The Chinese are much quicker than the Germans at making a success out of new products and getting them onto the market. “The fast ones eat the slow ones” – especially in times of Industry 4.0, automation, and artificial intelligence (AI). To a certain extent, we should get a move on in Germany and start thinking “speed first, then thoroughness.” We could also push developments without having to be 100% sure that products are really going to last 50 years. Product cycles are getting shorter, leaps in technology are getting bigger, and customers are quick to lose interest. This is not meant to be a call for sloppiness and more production faults, but there are so many products that could be developed with the help of customers yet still made market-ready quickly.

Another thing we can learn from the success of many Chinese firms is “mobile first.” Major parts of the everyday value chain in China are now taken care of with smartphones. These little helpers in our pockets can be used for shopping, reservations, banking, and lots of other everyday tasks. Desktop PCs and laptops are becoming a thing of the past. This is another area where there is still “plenty of room for improvement” in Germany, so we need to do more to push the right business models.

A key feature of new companies in Israel is their almost childish curiosity: People always seem to want to get to the bottom of things: Do we really have to accept this problem, or isn’t there another way of doing things? This innovative anarchy drives progress and does so at great speed. Furthermore, the Israelis have learned from “being cut off” and make do with the resources that are available to them. They would rather improvise than wait for a new, expensive machine. It’s almost like their motto is “impossibility is an irrelevance.” This accelerates the speed at which new technologies are developed. There’s even an idiosyncratic word for this Israeli mentality, which is even used in business: chutzpah.
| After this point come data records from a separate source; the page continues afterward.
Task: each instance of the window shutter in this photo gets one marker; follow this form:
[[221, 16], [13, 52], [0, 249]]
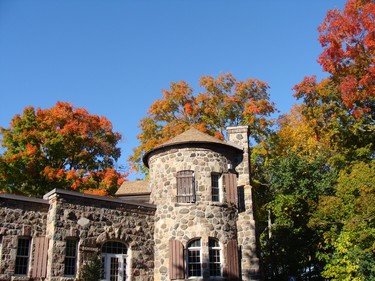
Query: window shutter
[[176, 260], [231, 188], [233, 269], [40, 257]]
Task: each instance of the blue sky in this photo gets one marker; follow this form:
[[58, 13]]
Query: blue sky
[[113, 57]]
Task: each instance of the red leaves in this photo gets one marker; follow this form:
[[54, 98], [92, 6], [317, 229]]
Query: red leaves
[[222, 102], [63, 147], [348, 38]]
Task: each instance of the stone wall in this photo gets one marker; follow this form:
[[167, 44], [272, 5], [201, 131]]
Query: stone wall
[[94, 221], [185, 221], [246, 223], [19, 217]]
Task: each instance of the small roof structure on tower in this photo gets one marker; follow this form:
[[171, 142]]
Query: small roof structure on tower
[[191, 136]]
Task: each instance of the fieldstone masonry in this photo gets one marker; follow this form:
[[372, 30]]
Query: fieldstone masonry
[[245, 223], [145, 228]]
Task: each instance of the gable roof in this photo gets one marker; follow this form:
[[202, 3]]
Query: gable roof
[[133, 187], [192, 136]]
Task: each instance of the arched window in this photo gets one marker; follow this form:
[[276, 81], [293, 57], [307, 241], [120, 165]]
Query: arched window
[[214, 250], [194, 258], [114, 255]]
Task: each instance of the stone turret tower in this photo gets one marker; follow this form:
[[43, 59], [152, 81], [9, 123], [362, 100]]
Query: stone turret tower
[[199, 232]]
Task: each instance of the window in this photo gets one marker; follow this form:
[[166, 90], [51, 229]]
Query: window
[[22, 257], [215, 188], [114, 255], [185, 187], [214, 257], [194, 260], [70, 257], [1, 248]]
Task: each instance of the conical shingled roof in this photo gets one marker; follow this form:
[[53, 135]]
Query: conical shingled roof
[[191, 136]]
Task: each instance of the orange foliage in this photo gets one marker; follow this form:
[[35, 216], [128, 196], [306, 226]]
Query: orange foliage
[[223, 102], [64, 147], [348, 38]]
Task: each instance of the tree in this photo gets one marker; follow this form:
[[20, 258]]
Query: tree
[[289, 245], [346, 219], [60, 147], [224, 101], [343, 104]]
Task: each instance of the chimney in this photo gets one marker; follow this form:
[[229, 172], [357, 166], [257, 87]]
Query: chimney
[[240, 135]]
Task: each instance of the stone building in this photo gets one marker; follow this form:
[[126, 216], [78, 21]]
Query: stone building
[[192, 219]]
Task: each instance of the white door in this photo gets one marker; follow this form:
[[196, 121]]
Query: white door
[[114, 267]]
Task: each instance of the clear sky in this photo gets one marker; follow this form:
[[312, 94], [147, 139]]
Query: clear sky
[[113, 57]]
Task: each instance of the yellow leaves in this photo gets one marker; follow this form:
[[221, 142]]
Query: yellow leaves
[[297, 134]]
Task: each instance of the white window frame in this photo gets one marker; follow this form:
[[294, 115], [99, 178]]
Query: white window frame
[[23, 256], [123, 262], [74, 258], [189, 263], [219, 249]]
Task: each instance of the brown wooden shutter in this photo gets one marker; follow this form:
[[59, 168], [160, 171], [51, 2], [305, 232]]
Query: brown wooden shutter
[[40, 257], [176, 260], [231, 188], [233, 268]]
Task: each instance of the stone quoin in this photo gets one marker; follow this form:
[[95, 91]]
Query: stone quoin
[[192, 219]]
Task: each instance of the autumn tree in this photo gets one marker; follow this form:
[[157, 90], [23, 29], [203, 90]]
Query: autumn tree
[[342, 105], [60, 147], [340, 109], [222, 101]]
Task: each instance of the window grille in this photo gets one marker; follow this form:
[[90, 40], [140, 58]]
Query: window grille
[[194, 259], [70, 257], [215, 188], [214, 257], [186, 187], [22, 257]]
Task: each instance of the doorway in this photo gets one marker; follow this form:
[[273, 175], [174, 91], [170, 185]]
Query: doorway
[[114, 261]]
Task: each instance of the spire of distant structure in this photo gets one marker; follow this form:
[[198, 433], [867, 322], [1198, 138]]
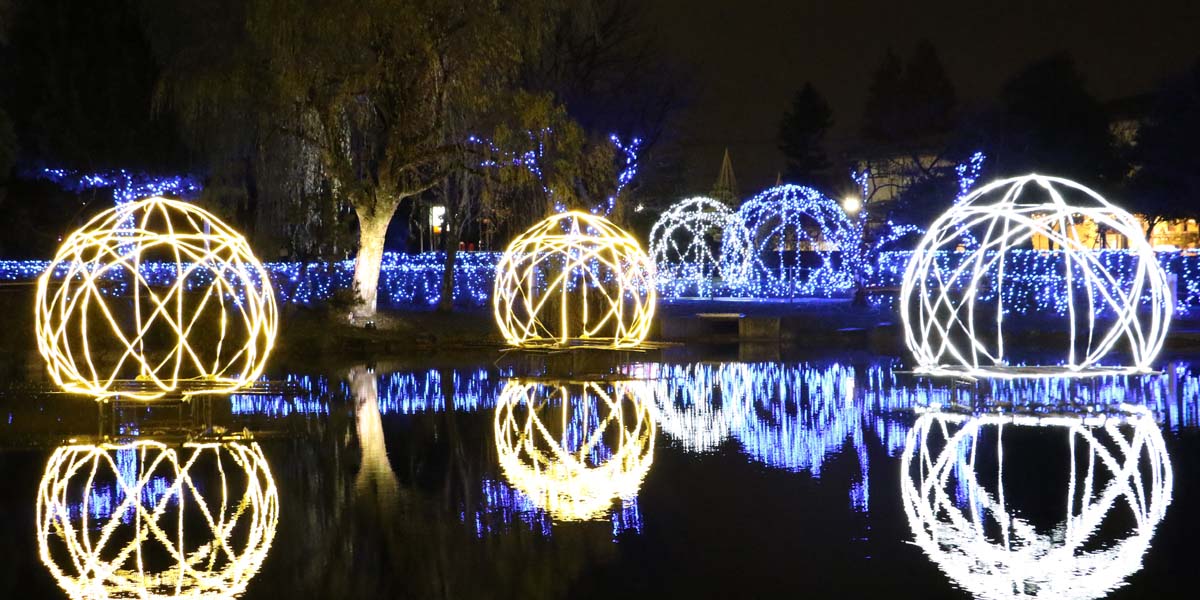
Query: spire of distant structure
[[726, 189]]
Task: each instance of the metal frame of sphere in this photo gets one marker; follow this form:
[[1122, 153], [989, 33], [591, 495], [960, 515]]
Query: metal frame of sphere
[[96, 291], [681, 244], [575, 279], [778, 222], [953, 297]]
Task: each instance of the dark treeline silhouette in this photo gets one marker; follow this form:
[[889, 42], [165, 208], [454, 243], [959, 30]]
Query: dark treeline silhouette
[[1042, 119]]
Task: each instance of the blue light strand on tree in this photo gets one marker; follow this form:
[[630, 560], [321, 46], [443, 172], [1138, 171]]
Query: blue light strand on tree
[[414, 280]]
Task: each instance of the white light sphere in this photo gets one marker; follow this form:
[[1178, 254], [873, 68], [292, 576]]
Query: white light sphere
[[955, 297], [575, 279], [684, 244], [155, 521], [953, 478], [155, 297], [575, 448], [761, 251]]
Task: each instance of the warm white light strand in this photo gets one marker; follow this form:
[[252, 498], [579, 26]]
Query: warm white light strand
[[575, 279], [991, 550], [112, 519], [96, 295], [595, 450]]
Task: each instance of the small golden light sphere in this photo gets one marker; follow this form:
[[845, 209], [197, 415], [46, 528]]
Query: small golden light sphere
[[575, 279]]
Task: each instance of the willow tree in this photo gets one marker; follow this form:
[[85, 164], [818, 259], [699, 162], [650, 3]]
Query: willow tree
[[378, 90]]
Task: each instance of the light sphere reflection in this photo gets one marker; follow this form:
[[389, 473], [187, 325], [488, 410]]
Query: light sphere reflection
[[575, 448], [1120, 473], [151, 521]]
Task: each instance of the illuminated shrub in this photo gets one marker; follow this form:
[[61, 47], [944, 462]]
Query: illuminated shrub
[[790, 241], [963, 280], [147, 520], [1115, 493], [575, 448], [574, 279], [685, 245], [107, 324]]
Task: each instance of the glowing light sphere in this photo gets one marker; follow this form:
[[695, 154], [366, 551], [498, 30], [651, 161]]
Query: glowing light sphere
[[957, 288], [575, 279], [107, 324], [684, 244], [767, 250], [953, 493], [150, 521], [575, 448]]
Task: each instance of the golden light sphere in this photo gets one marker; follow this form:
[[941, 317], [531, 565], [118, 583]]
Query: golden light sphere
[[575, 279], [154, 521], [151, 298], [575, 448]]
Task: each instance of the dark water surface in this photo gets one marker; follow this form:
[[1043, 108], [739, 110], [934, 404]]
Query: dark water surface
[[832, 478]]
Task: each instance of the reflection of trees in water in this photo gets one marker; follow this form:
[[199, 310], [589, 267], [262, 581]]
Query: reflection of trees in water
[[953, 485], [370, 515], [575, 448]]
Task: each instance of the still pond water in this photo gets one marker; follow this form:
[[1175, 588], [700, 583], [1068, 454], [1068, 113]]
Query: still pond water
[[840, 477]]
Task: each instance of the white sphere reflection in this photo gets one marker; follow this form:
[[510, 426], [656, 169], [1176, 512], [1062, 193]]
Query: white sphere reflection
[[994, 549]]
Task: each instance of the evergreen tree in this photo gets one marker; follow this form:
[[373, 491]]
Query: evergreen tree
[[1167, 180], [802, 135], [881, 112], [928, 96], [1049, 123]]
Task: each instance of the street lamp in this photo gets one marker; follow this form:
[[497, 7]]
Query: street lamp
[[851, 204]]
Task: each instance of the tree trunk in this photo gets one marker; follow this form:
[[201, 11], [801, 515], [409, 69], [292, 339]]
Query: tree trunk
[[369, 259], [451, 237]]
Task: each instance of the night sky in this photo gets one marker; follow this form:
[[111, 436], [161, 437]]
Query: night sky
[[748, 57]]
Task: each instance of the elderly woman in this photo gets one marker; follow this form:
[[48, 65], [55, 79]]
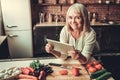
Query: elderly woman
[[78, 33]]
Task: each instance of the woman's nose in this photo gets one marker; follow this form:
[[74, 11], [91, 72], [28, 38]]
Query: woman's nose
[[73, 20]]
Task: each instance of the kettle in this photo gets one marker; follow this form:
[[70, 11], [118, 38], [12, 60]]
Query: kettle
[[42, 17]]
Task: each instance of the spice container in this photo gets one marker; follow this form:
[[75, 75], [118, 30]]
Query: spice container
[[49, 18], [70, 1], [40, 1]]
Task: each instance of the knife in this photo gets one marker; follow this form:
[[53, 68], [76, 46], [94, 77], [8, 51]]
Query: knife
[[60, 65]]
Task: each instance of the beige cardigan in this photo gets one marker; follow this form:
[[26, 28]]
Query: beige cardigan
[[85, 43]]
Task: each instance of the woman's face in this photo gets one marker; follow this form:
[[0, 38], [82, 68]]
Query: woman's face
[[75, 20]]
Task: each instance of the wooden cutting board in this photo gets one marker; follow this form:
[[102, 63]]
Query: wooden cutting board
[[56, 76]]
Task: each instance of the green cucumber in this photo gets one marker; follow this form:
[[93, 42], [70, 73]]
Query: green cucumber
[[104, 76], [97, 73]]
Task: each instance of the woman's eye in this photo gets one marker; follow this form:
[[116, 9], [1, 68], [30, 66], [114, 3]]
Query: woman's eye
[[70, 17]]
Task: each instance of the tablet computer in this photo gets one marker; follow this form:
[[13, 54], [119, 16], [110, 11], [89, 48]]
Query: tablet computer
[[61, 47]]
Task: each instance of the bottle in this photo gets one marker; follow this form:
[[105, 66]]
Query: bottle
[[49, 18]]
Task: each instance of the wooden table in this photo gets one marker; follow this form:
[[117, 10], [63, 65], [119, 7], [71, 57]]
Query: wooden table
[[24, 62], [4, 64]]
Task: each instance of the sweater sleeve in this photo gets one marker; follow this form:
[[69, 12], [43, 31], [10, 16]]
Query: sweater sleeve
[[89, 43], [63, 39]]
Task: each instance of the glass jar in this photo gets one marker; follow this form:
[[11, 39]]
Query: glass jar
[[70, 1]]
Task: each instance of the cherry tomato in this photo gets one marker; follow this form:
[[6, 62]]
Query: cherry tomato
[[92, 69], [98, 66], [95, 62], [88, 65], [30, 69], [63, 72], [25, 71], [75, 71]]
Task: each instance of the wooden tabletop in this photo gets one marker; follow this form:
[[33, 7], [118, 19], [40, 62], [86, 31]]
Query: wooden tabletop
[[2, 38], [23, 62]]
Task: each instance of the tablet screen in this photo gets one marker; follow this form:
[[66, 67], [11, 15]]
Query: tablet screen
[[61, 47]]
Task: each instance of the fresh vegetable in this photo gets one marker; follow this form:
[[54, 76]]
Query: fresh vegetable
[[30, 69], [42, 75], [75, 71], [25, 70], [93, 66], [92, 69], [63, 72], [26, 77], [98, 66], [97, 73], [104, 76], [35, 64]]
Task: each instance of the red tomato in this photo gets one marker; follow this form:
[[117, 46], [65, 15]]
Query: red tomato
[[98, 66], [30, 69], [92, 69], [25, 71], [95, 62], [63, 72], [75, 71]]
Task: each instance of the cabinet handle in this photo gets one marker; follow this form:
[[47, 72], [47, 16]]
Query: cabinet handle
[[11, 36], [11, 26]]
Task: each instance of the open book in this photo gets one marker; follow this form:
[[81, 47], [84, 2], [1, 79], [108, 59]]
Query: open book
[[61, 47]]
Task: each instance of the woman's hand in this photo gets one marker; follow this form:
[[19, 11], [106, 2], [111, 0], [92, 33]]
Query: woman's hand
[[49, 48], [75, 54]]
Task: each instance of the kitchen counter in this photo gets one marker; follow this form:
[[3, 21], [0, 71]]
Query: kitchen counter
[[24, 62], [46, 24]]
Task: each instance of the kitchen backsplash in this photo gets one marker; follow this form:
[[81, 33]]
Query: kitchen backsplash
[[104, 8]]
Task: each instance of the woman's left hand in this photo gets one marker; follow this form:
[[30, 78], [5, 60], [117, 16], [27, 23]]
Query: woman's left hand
[[75, 54]]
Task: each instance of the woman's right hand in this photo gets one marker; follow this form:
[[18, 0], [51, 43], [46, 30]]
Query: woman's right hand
[[49, 48]]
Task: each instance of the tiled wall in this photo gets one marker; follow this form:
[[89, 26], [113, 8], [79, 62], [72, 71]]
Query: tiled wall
[[102, 10]]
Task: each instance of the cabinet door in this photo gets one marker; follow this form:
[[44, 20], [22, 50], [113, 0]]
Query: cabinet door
[[16, 14], [20, 44], [110, 39]]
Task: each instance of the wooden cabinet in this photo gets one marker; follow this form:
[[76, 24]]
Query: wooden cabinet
[[4, 52], [40, 35], [107, 37]]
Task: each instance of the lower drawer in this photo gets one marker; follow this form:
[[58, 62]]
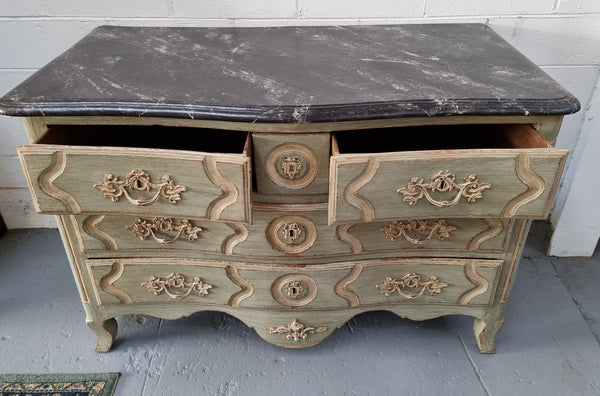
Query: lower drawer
[[270, 237], [425, 281], [161, 281], [280, 287]]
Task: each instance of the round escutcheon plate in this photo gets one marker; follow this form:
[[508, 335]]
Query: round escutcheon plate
[[292, 234], [294, 290], [292, 165]]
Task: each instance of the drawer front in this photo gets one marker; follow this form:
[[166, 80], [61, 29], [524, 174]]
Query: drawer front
[[69, 179], [426, 281], [291, 164], [475, 235], [272, 235], [275, 235], [162, 281], [306, 288], [434, 184]]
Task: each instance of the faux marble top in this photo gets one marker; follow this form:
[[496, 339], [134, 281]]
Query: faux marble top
[[290, 74]]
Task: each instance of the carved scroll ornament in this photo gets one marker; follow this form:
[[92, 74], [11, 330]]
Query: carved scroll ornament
[[439, 229], [410, 286], [178, 282], [184, 228], [137, 180], [444, 182], [296, 331]]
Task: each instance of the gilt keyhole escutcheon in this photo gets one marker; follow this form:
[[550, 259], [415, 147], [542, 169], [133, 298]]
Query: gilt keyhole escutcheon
[[292, 165], [292, 234], [294, 290]]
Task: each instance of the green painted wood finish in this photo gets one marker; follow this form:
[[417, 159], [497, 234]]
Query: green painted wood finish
[[477, 262], [520, 183], [62, 179]]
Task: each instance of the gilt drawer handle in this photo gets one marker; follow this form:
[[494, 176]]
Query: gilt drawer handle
[[296, 331], [138, 180], [408, 286], [439, 229], [184, 228], [443, 181], [178, 282]]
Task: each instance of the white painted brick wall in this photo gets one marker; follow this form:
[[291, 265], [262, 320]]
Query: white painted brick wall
[[561, 36]]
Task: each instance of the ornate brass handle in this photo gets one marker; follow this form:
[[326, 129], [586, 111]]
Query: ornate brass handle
[[443, 181], [296, 331], [138, 180], [396, 229], [408, 286], [143, 229], [177, 281]]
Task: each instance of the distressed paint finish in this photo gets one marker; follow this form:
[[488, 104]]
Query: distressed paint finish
[[276, 260]]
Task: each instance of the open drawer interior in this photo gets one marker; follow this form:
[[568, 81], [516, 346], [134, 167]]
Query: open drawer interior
[[154, 137], [438, 137]]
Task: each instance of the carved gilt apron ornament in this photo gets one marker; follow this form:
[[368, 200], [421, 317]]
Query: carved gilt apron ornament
[[184, 228], [410, 286], [177, 281], [137, 180], [291, 166], [439, 229], [443, 182], [296, 331]]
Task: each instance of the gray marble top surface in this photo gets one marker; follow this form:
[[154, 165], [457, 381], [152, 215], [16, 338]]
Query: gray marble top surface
[[290, 74]]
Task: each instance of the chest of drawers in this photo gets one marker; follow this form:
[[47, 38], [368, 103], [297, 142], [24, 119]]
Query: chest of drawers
[[292, 177]]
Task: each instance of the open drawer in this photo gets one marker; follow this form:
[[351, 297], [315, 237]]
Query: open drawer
[[150, 170], [442, 171]]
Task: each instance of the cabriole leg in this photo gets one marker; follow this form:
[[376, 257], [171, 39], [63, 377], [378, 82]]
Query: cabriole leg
[[105, 330], [485, 333]]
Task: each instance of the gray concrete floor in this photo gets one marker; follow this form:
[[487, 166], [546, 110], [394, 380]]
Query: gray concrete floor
[[549, 345]]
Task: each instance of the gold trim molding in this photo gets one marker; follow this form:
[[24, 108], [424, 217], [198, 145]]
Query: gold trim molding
[[157, 285], [138, 180], [408, 286], [294, 290], [444, 182], [296, 331], [439, 229], [292, 165], [143, 229], [292, 234]]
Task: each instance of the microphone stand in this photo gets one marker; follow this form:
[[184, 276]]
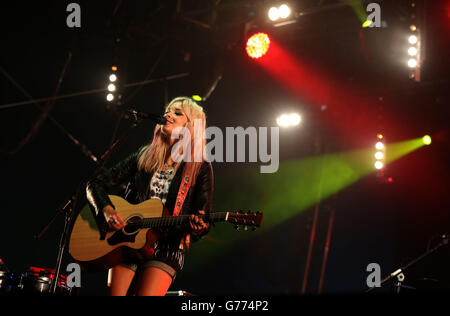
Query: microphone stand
[[399, 274], [69, 207]]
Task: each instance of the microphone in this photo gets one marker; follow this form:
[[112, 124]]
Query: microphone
[[146, 116]]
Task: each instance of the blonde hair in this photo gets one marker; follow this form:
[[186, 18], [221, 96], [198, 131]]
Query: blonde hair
[[152, 157]]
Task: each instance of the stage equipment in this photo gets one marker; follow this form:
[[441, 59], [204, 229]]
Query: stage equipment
[[414, 50], [112, 86], [380, 155], [277, 13], [257, 45], [426, 140], [288, 120], [399, 274]]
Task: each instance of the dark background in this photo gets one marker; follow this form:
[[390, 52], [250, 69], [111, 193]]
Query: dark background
[[386, 223]]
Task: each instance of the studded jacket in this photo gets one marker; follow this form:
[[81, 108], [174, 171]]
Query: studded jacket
[[137, 189]]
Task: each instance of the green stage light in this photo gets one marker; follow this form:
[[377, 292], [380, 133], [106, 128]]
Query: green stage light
[[426, 139]]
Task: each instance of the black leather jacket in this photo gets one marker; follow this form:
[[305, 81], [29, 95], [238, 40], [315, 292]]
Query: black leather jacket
[[137, 184]]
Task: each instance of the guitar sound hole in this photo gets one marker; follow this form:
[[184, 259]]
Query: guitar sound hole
[[134, 224]]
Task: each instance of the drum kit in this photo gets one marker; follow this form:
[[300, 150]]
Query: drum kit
[[35, 282]]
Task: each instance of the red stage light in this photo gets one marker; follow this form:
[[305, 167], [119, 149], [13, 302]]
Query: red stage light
[[258, 45]]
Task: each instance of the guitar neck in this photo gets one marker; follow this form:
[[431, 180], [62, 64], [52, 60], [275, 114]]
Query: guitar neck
[[169, 221]]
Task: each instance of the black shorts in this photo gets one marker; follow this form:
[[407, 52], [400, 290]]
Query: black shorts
[[166, 258]]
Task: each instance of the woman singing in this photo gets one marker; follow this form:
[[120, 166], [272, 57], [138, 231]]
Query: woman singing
[[155, 172]]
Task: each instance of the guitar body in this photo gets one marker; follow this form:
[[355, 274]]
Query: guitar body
[[137, 239], [92, 253]]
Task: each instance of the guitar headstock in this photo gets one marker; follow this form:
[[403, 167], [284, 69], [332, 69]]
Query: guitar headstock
[[246, 219]]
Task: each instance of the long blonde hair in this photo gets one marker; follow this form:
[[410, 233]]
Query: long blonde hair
[[152, 157]]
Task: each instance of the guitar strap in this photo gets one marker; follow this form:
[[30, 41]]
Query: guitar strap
[[182, 192]]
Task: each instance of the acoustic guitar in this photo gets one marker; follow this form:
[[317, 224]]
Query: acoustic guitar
[[144, 224]]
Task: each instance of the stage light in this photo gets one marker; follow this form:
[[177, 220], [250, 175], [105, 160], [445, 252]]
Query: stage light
[[283, 120], [197, 98], [110, 97], [258, 45], [284, 11], [379, 145], [412, 39], [412, 51], [426, 140], [273, 14], [379, 155], [412, 63], [288, 120], [367, 23], [111, 87]]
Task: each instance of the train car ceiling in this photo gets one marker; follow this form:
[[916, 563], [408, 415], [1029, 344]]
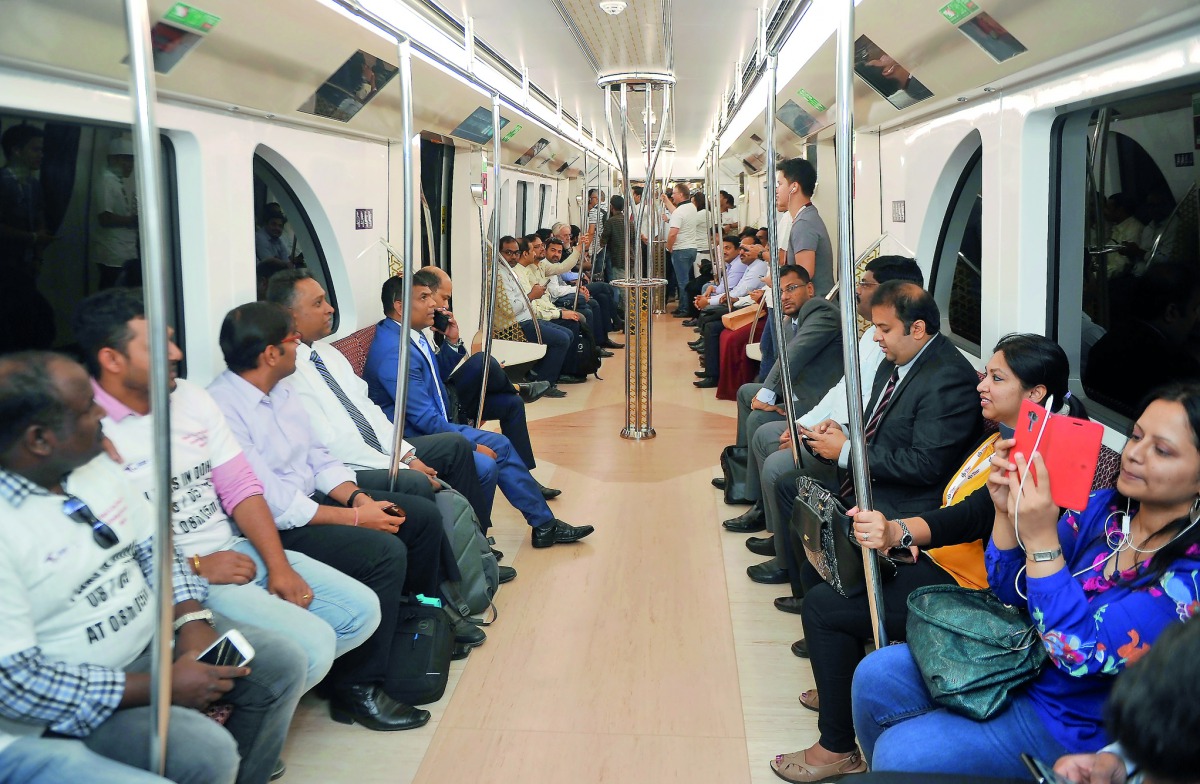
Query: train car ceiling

Chutzpah means audacity, a certain shrewdness, agility, and willingness to take risks. And that could certainly provide us with a role model.


They particularly value education in Israel, especially in math, IT, science, and engineering. Access to mathematics and science in early childhood lays a foundation for a solid understanding of modern technology. This is one area in which Israel is most definitely on the right track by providing people with a renewable “raw material” in the long term: education. Giving our schools modern tablets and WiFi, paid from the new pot of money provided by the German digital pact, is surely a good start – but here, too, we must keep up the momentum.

By pointing to the advantages of young companies in China and Israel, I’m not trying to sweep those famous “German virtues” under the carpet. The right way forward will be to pull together the best of both worlds. This will be possible by getting new companies from China and Israel to work alongside established firms from Germany. One recent example of this is the AI startup INSPEKTO from Israel, which ZFHN invested in more than a year ago. The company is now working in close collaboration with manufacturing companies in southern Germany. ZFHN would like to become involved in more such partnerships.


Thomas R. Villinger has more than 25 years’ experience in venture capital. Before co-founding and becoming the CEO of ZFHN in 2006, he held a variety of national and domestic positions. His focus lay in mergers and acquisitions, venture capital, and the procurement of private equity for expanding companies in Europe, the Gulf States, and the United States.

Thomas R. Villinger is a supervisory board member of a variety of early-stage equity holdings and is a sought-after expert in the financing of tech startups. Most recently, he lent his support (as founder and director) to the setting up of Innovationsfabrik Heilbronn GmbH, an important business incubation center. For years, Thomas R. Villinger has been personally involved in international tech startups himself, primarily as an active investor.